I was scrolling down my Facebook timeline last week when I came across an Odyssey article titled "My Child Will Not Be Allowed To Be Transgender." (If you'd like to read it yourself, click here.) I didn't want to click on it, knowing that it would give the author undeserved publicity, but I couldn't contain my curiosity. I wondered, What reasons could this author possibly have to back up this statement? The article left me feeling angry, shocked, and ready to write a response.
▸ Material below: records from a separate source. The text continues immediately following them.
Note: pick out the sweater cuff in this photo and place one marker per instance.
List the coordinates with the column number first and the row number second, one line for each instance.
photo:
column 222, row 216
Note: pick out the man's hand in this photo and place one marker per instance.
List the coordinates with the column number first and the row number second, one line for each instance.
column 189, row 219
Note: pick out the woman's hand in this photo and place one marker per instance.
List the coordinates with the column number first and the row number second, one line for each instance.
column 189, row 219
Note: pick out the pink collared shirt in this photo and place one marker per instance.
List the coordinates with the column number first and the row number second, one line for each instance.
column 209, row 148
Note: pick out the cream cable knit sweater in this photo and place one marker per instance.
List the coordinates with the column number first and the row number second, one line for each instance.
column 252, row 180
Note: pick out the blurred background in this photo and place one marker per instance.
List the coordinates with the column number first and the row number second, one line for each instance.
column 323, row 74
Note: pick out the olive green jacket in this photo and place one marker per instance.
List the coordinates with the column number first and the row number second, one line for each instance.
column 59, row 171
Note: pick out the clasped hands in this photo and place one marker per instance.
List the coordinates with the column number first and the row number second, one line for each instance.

I know the author began the article with a disclaimer, but I was still upset at the callousness of her word choice and her insensitivity to a very personal and private subject.
Throughout the article, the author said things like "[Being transgender] is not fine, and to me, it never will be," "There is nothing normal about being transgender because human design wasn't intended to be this way," and "My child will not be allowed to express themselves as transgender." All of these statements are full of hate. It's painful for me to read such close-minded, negative language. I can't imagine how horrible it must be to read words like that as a transgender individual.
However, this wasn't the worst of it. The author went on to call being transgender "a mental illness" comparable to anorexia and depression that can be cured with the help of therapists, counselors, physicians, and prayer. As someone who suffers from a mental illness, I couldn't believe that the author is so misunderstood about what a mental illness actually is. A mental illness is a personal journey that takes a lot of work to overcome. If you have a mental illness, you do need the help of therapists and physicians to find a treatment plan that works for you. Being transgender is not a mental illness.
Being transgender is also not a choice. Transgender people feel like they are trapped in the wrong body, and many of them have felt that way since birth. They live their whole lives feeling like they cannot express who they truly are. Coming out as transgender takes a lot of courage. It's no surprise that transgender people are fearful of discussing their journey, especially after reading hateful language from a cisgendered, heterosexual author on Odyssey who was fortunate enough to identify with the body she was given.
I am also a cisgendered, heterosexual female, meaning that I identify as the gender I was born as and I am attracted to the opposite gender. But unlike the author of the "My Child Will Not Be Allowed To Be Transgender" article, I don't believe that this makes me any better than transgender people. We are all just that: people. We all deserve to be happy and loved. If that means that, someday, my baby Tim will want to be called Tina, then that is okay. If my son wants to date other men, then that is also okay.
I will always provide a safe and trusting environment for my children. They will be able to come to me with anything and know that I will still love them and support them, no matter what. A parent's ultimate goal should be to support and love their children in every decision, even if it isn't exactly what they had expected. It does not matter to me one bit what my child's gender identity is as long as they are happy.